Так этот безвестный Кошкин из своего заточения, теперь уже - из могилы, достал-таки его, известного всей Европе, с Рыцарским его крестом и дубовыми листьями. Так четверо узников, вдохновляемых мечтой о свободе и о второй миске похлебки, сотворили настоящее танковое чудо и заставили сжаться в тревоге сердце Гудериана! "Истинно говорится, - сказал он П., - не камнем и не железом крепка тюрьма. Она крепка арестантами. Пожалуй, рухнет она - без одного хотя бы узника-патриота". - "Не сомневайся, Гейнц, - ответил П., усмехаясь. - Кошкин у нас не один. У нас таких патриотов - сколько понадобится".

(Разговор о патриотизме продолжился после ужина. "Изба, где тебя поселили, Миша, - сказал Гудериан, - не имеет запоров. Часовые, случается, засыпают на посту. В какой стороне восток, можно определить по звездам, а впрочем, я подарю тебе компас. И можешь взять с собою двоих". П. размышлял минуты две - и отказался: "Кто же поверит, Гейнц, что я, генерал, ушел от Гудериана!" - "И ты, патриот, предпочитаешь чужую тюрьму?" - "Я предпочитаю тюрьму, - отвечал П., - трибуналу и стенке. Спросят, почему не разделил судьбу Кирпоноса (Кирпонос Михаил Петрович (1892-1941) - генерал-полковник, командующий Юго-Западным фронтом. В окружении под Киевом, согласно официальной версии, погиб в бою, по слухам - застрелился.), - и что я отвечу?")

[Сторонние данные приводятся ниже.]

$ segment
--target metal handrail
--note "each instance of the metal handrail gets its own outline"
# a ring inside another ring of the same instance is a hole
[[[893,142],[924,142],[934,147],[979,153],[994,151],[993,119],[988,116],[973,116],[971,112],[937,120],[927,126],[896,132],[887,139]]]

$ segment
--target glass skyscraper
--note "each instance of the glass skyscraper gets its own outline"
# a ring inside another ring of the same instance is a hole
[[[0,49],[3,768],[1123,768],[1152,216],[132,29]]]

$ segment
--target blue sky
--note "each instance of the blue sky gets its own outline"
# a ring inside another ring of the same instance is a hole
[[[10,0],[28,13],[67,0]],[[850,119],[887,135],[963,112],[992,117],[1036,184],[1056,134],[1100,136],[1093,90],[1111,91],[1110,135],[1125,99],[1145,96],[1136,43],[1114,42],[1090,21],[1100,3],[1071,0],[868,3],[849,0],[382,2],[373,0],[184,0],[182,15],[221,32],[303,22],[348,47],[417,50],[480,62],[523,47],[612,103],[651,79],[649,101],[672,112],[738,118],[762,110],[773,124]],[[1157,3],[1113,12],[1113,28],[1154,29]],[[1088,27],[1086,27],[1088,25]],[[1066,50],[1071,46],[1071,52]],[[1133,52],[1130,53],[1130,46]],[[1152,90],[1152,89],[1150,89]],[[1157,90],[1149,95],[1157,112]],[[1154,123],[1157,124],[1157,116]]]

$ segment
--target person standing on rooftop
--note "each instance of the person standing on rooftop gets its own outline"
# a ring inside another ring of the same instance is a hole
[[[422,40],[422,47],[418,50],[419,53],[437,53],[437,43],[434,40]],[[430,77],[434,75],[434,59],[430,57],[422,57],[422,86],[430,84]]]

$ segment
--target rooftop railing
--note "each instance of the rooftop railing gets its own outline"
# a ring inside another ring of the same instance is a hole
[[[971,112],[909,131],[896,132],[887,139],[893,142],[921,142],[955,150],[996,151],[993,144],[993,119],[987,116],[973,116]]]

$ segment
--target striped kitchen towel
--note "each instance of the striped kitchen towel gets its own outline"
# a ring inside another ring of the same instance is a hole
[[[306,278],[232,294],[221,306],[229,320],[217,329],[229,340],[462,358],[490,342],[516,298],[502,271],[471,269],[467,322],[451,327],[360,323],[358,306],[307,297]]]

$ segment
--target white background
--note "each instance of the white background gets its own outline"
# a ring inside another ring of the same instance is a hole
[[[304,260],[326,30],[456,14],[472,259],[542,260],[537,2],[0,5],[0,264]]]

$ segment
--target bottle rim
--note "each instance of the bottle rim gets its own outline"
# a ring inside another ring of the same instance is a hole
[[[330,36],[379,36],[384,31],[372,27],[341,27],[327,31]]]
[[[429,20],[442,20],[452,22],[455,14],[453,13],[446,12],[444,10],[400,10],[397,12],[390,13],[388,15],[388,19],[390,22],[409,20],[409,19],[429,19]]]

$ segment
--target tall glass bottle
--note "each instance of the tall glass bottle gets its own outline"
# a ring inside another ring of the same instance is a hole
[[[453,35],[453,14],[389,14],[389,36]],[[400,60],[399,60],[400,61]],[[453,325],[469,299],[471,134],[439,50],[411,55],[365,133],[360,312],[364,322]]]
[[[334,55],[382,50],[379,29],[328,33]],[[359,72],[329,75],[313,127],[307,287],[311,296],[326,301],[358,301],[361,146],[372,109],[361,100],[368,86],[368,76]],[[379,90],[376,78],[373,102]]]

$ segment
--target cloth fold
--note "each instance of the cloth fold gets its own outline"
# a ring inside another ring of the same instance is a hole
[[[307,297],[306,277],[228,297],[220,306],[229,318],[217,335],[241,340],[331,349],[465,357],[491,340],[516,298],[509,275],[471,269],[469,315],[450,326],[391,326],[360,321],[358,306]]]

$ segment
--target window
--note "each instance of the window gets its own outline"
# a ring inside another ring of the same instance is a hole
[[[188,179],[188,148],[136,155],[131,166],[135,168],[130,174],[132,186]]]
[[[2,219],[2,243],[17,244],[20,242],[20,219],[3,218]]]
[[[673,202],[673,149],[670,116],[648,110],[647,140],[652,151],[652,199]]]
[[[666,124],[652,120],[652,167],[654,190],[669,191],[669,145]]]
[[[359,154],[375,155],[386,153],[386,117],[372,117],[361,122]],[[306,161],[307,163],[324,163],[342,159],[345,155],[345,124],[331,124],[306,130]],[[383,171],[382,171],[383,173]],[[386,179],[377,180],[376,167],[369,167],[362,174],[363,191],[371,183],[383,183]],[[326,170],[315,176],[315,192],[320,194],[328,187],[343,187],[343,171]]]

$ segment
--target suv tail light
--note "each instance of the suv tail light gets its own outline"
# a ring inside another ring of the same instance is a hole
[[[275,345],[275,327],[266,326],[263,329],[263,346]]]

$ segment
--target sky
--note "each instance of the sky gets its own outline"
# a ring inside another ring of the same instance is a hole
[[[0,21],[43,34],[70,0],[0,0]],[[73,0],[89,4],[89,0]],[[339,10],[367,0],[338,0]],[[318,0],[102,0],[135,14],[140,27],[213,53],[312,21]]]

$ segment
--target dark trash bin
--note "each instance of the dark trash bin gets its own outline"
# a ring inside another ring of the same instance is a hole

Но ведь были же - хотя все больше вводилось в бой этих "тридцатьчетверок", - были "котлы" Белостокский, Киевский, Брянский, были за полгода три миллиона русских пленных, из которых он мог половину отнести на свой счет. Что же это за страна, где, двигаясь от победы к победе, приходишь неукоснимо - к поражению?

Между тем он не мог не помнить, что на этом самом столе, за которым сидел он, лежала некогда рукопись, в которой объяснялось, что это за страна и откуда же черпает она такую силу сопротивления, когда уже всему миру и самой себе кажется поверженной и разбитой. Готовясь к вторжению, он читал эту книгу в числе материалов, относящихся к походам в Россию Карла шведского и Бонапарта, разыскал ее и здесь, в библиотеке усадьбы, но именно теперь, когда она его больше интересовала, он мог читать лишь урывками, по несколько минут перед сном. Все же одно место, подводившее итог Бородинскому сражению, было у него заложено муаровой ленточкой, и он к нему возвращался и возвращался:

"Не один Наполеон испытывал то похожее на сновиденье чувство, что страшный размах руки падает бессильно, но все генералы, все... солдаты французской армии... испытывали одинаковое чувство ужаса перед тем врагом, который, потеряв ПОЛОВИНУ ВОЙСКА, стоял так же грозно в конце, как и в начале сражения... Не та победа, которая определяется подхваченными кусками материи на палках, называемых знаменами, и тем пространством, на котором стояли и стоят войска, - а победа нравственная была одержана русскими под Бородином... Французское войско еще могло докатиться до Москвы, но там, без новых усилий со стороны русского войска, оно должно было погибнуть... Прямым следствием Бородинского сражения было беспричинное бегство Наполеона из Москвы, возвращение по старой Смоленской дороге, погибель пятисоттысячного нашествия и погибель наполеоновской Франции, на которую в первый раз под Бородином была наложена рука сильнейшего духом противника".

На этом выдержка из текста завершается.